HONG KONG - Chief Executive Carrie Lam has remained firm on not reopening the territory's border despite mounting pressure to do otherwise, announcing instead on Tuesday (Oct 12) an easing of social distancing rules.
Mrs Lam said it was necessary to prevent any importation of Covid-19 cases as the key was to reopen the border with the mainland which Hong Kong's fortunes are tied to.
She was unable to say when the border with China would reopen but was hopeful that experts from both sides would meet again soon to iron out details. They last met in late September.
"Yesterday, there were seven imported cases from different parts of the world. You can imagine, without the quarantine arrangement, these cases would have gone into the community," Mrs Lam said at her weekly briefing.

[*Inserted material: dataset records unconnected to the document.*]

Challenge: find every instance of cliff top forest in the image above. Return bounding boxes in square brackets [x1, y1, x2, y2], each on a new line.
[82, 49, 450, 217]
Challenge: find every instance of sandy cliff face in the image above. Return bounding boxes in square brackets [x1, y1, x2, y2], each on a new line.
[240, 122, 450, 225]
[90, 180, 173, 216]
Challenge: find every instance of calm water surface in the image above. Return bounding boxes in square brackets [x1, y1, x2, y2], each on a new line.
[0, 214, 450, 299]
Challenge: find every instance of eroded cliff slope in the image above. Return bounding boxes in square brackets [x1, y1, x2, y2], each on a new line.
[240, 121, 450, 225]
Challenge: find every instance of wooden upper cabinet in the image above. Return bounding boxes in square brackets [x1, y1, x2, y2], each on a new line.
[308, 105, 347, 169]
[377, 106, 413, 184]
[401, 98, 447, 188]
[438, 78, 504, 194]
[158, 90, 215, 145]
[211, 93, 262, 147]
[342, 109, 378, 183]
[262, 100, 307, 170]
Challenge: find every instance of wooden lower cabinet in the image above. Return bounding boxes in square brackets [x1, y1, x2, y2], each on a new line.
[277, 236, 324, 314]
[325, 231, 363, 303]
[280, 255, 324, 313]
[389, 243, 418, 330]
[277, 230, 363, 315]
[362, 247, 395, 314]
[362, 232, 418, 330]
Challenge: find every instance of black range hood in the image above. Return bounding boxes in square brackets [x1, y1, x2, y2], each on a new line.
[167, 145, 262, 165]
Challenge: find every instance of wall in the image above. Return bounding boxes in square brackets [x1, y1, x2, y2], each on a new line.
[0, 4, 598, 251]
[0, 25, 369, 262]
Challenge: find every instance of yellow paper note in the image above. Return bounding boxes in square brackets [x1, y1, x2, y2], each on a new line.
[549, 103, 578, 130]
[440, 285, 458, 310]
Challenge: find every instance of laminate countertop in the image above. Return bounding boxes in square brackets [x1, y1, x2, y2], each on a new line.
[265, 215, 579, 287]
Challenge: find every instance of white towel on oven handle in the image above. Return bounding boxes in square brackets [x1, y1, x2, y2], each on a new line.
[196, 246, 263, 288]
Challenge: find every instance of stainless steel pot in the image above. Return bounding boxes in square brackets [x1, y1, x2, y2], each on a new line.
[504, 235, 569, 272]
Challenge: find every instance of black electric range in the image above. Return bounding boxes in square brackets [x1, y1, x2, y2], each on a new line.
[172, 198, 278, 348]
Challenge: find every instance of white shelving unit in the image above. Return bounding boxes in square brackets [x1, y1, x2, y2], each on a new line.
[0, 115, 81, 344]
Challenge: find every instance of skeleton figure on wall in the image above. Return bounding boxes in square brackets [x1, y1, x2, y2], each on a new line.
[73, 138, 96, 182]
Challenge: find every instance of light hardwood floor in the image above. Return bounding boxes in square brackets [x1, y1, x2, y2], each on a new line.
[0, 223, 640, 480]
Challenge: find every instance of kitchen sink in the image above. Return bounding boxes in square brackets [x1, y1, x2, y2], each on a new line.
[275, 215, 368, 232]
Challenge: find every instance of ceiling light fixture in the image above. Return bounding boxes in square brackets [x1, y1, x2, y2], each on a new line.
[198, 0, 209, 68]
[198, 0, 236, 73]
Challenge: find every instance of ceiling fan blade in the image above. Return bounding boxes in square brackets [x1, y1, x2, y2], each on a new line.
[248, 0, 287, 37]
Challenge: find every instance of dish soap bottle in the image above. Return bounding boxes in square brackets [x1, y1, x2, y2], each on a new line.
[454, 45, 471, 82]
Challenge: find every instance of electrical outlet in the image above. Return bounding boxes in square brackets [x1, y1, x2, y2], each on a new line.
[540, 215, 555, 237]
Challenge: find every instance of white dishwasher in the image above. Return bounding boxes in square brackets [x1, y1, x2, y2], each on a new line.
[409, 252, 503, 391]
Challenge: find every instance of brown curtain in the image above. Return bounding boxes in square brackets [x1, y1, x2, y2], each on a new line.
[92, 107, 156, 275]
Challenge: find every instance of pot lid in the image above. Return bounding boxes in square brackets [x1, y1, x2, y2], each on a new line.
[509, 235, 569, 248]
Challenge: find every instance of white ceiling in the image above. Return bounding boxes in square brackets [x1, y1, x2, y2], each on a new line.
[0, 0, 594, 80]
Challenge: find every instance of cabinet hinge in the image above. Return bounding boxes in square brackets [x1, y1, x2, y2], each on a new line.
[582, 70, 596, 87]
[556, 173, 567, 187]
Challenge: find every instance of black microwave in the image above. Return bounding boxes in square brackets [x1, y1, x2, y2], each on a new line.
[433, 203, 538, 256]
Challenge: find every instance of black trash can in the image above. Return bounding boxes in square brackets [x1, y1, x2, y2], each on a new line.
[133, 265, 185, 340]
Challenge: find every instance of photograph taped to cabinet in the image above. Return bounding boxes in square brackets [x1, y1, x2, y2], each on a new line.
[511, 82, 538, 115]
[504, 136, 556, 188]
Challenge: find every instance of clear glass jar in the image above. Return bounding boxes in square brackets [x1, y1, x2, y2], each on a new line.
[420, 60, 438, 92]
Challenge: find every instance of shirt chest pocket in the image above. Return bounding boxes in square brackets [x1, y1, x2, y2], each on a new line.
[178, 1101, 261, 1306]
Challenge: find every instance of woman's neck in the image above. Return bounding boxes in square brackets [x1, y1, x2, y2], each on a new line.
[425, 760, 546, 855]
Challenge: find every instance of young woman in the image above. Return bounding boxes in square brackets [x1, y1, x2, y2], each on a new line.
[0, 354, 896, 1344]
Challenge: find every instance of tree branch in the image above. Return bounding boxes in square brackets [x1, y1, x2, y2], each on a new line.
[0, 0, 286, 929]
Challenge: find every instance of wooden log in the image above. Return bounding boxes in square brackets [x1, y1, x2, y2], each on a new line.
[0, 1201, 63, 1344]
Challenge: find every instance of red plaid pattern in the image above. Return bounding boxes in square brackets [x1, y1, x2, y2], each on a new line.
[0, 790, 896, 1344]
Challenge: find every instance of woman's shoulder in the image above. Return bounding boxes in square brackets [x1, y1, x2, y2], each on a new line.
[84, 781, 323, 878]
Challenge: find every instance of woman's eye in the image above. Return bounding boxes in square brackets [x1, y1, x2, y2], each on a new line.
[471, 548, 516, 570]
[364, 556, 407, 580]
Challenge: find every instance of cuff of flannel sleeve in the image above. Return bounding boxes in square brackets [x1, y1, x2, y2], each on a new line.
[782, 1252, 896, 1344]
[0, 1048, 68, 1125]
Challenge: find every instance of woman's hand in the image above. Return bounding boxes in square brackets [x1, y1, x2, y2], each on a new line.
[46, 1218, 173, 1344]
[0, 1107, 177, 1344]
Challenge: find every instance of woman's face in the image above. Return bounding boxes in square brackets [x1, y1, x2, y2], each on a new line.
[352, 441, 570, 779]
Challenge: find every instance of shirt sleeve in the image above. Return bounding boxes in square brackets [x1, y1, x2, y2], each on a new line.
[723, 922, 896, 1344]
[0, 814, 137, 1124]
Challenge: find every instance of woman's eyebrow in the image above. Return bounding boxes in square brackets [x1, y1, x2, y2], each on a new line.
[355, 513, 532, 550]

Last week, a single confirmed case involving a freight worker at the airport led to the mandatory quarantine of more than 400 individuals - about 100 close contacts and some 300 secondary contacts - in the Penny Bay facility.
The case broke Hong Kong's zero-Covid-19 streak that lasted 51 days.
So far, the city has recorded more than 12,200 cases and 213 deaths since the pandemic started.
The numbers, among the lowest in the world, have been attributed to the city's zero-Covid-19 strategy, which is similar to that of the mainland and Macau.
Hong Kong has adopted a number of tough measures to keep the disease at bay.
Only residents mostly are allowed to enter the territory as part of strict border controls with mandatory quarantine of up to 21 days for all arrivals.
Testing, contact tracing surveillance and high awareness among the population have also been cited for the city's success in battling Covid-19.
The city's vaccination rate however has been lagging.
The government failed in its aim to vaccinate 70 per cent of the population by end September and, currently, about 67 per cent of those eligible aged 12 and above have had at least one dose and 64 per cent have had both doses of a vaccine.
Officials have said that borders will not be reopened until 80 per cent to 90 per cent of the population have been fully vaccinated.
Life has gradually returned to normal in the city - bars and pubs are open till 4am and eateries until 2am, with tables sitting up to 12 people - but the government's tough on-arrival rules have drawn flak from business leaders, both local and overseas.
They say some companies are either in the midst of or are thinking of shifting key functions to other places, such as Singapore, that have decided to treat Covid-19 as endemic.
But Mrs Lam remains unfazed, insisting that the zero-Covid-19 policy did not affect Hong Kong's position as an international financial centre.
"I don't think our position or status will be affected simply because of the closure of borders because of the pandemic.
"In fact, we have managed the pandemic very well in terms of the community and business sectors. For 21 months, people can still go to work. In other countries or places, they have a lockdown order but we have never implemented that in Hong Kong," she said.
Mrs Lam said she hoped that most residents could agree that "we have to remain status quo for a while", adding that reviews would be conducted to allow the public to "live happier" including letting people go for marathons and concerts, although group sizes may be smaller.
On Tuesday, Hong Kong's Food and Health Bureau extended for another two weeks till Oct 27 social distancing measures such as compulsory mask-wearing and public gatherings of up to four people in a group.
The government has also moved to allow two more "vaccine bubble" arrangements for gyms.
Such arrangements typically mean a business can open longer hours and have more patrons depending on the vaccination rates of staff and customers.
Under the latest arrangement, gym classes can be allowed to have up to 12 people if staff are fully vaccinated and all users wear masks. Customers will be allowed to exercise without masks if all staff members and users are fully vaccinated.
Hong Kong officials have faced an uphill battle in getting seniors to take their jabs.
Only 41 per cent of those aged between 70 and 79 have received one dose of the vaccine and only 15 per cent aged 80 and above have had theirs.
Describing the vaccination rate in Hong Kong as "still not good", Mrs Lam appealed to the public to help raise it, particularly among the elderly, if border controls are to be eased.
She added that officials would soon meet with experts advising the government on Covid-19 strategy to map out a timetable on giving a third dose to specific groups of residents.